Barragem de Oiticica, que quando
concluída vai armazenar até 600 milhões de metros cúbicos de água no
município de Jucurutu-RN, entra em nova fase com o avanço de obras
sociais, com a conclusão da nova Barra de Santana. A previsão é
acontecer a transferência das famílias das áreas que serão alagadas no
primeiro trimestre de 2022.
Na missa celebrada na quinta-feira
(23) à noite por D. Antônio Carlos em Barra de Santana, a esperança dos
mais de 800 moradores dividiu espaço com a certeza de que este deverá
ser o último Natal na comunidade, porque em 2022 as festividades serão
celebradas em um outro local, com moderna infraestrutura urbana –
escola, creche, posto de saúde, área de lazer, água encanada e
esgotamento sanitário – chamada Nova Barra de Santana, a 25 quilômetros
de Jucurutu.
A transferência será feita no primeiro
trimestre de 2022, conforme o plano de remoção das famílias que vivem na
área inundável da Barragem Oiticica, encerrando oito anos de
expectativas e incertezas. “Em anos anteriores a gente sempre ouvia
dizer: este será o último Natal na comunidade e não era. Mas este ano
está diferente, parecendo que vai mesmo ser o último”, comentou a
moradora Reinailza Carla Pereira de Medeiros, antes de ler o poema “No
Dia que Eu for Embora”, exaltando as boas memórias do local.

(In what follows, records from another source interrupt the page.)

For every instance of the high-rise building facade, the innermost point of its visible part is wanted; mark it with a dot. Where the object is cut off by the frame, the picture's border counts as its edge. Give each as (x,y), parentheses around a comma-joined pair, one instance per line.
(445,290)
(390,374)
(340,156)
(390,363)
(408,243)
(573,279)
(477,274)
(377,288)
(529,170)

“A barragem representa a redenção
hídrica do Seridó. Ela é fundamental para garantir o abastecimento de
Caicó, de Currais Novos, de dezenas de outras cidades da região, além de
trazer benefícios sociais e econômicos para mais de meio milhão de
pessoas. É uma luta de décadas da qual me orgulho de ter participado
como parlamentar e, agora, como governadora”, disse a professora Fátima
Bezerra, destacando o papel da Igreja e dos movimentos sociais e a
parceria da bancada potiguar – destinando recursos de emendas
parlamentares -, para a consolidação do projeto.

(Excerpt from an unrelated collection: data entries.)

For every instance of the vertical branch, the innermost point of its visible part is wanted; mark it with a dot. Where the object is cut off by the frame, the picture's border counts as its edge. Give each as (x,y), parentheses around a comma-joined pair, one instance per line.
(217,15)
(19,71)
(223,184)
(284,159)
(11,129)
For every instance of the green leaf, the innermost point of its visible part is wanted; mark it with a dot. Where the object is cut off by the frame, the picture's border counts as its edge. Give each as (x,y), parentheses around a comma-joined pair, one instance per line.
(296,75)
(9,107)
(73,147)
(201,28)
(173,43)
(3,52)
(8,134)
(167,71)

Os comerciantes Lúcia e Sales estão na
lista dos 880. Ele é dono de um bar; ela de uma loja de confecções. O
microempreendedor Janúncio Medeiros também. Janúncio tem uma padaria que
processa meia tonelada de farinha de trigo por dia. Faz pão, bolacha e
biscoito e tem um ponto de venda de seus produtos em Barra de Santana.
Quase todos os comerciantes já receberam
indenização dos imóveis que vão ficar submersos quando a barragem
encher, e agora aguardam autorização para construir os pontos comerciais
no local onde passarão a morar.
Nova Barra de Santana terá 177
residências permutadas e 41 de inquilinos, totalizando 218 moradias. Os
proprietários de imóveis rurais situados na bacia hidrográfica (área
inundável) serão transferidos para as quatro agrovilas do projeto
Oiticica. A primeira dela, a Jucurutu, está em fase final de construção.

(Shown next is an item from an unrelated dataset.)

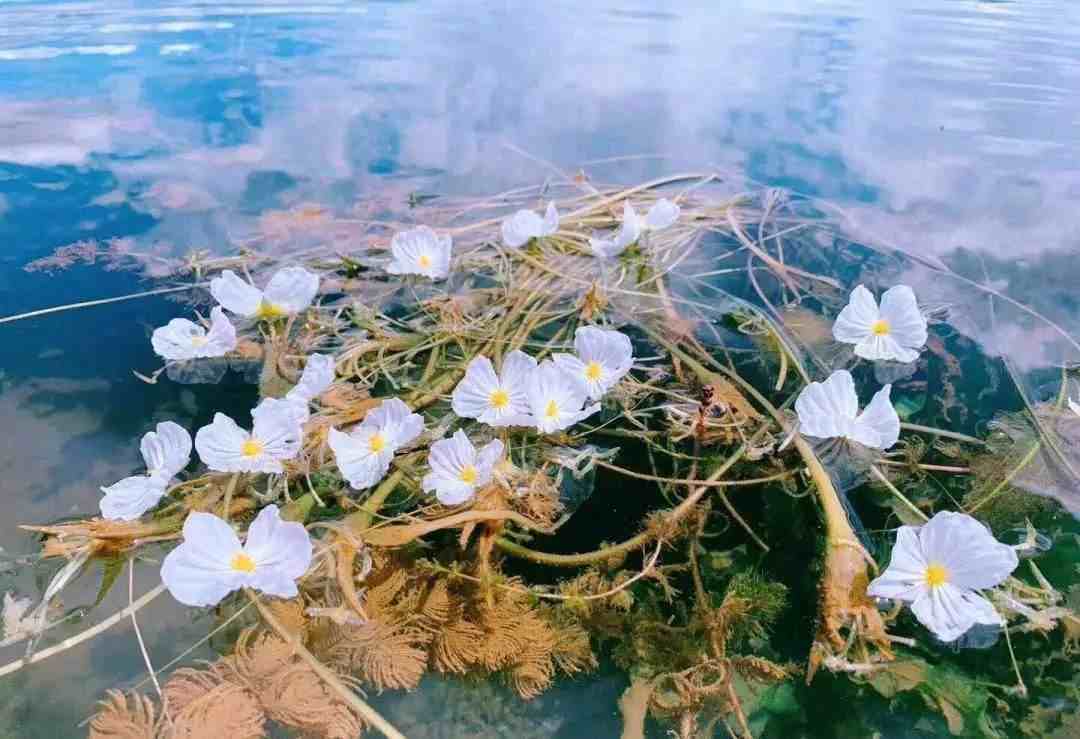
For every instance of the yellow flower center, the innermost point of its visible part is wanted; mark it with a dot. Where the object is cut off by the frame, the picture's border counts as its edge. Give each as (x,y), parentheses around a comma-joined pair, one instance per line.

São 14 lotes destinados a famílias de Carnaúba Torta.
No final de setembro, o Movimento dos
Atingidos e Atingidas pela Construção da Barragem de Oiticica fez uma
sondagem, junto aos moradores. Mais de 90% querem ser transferidos para o
novo lugar o quanto antes. “A Nova Barra de Santana está bonita, bem
planejada. Tem casas, escola, creche, posto de saúde, equipamentos
comunitários novos, ruas calçadas, saneamento básico. Eles querem estar
lá até maio de 2022”, explica Procópio Lucena, um dos líderes do
movimento.
A transferência ainda depende de
questões de ordem jurídica, intervenções em obras físicas, ligação de
água tratada e fornecimento de energia elétrica. Para garantir o
abastecimento de Nova Barra e de outras comunidades rurais no entorno da
barragem, o trecho da parede que funciona provisoriamente como
sangradouro foi elevado em mais quatro metros, após negociações com os
movimentos sociais. Isso permitirá que a capacidade atual passe de 5
milhões para 12 milhões de metros cúbicos. O reservatório será usado
como ponto de captação para alimentar as adutoras do Projeto Seridó que
vão levar água para as cidades e comunidades rurais da região.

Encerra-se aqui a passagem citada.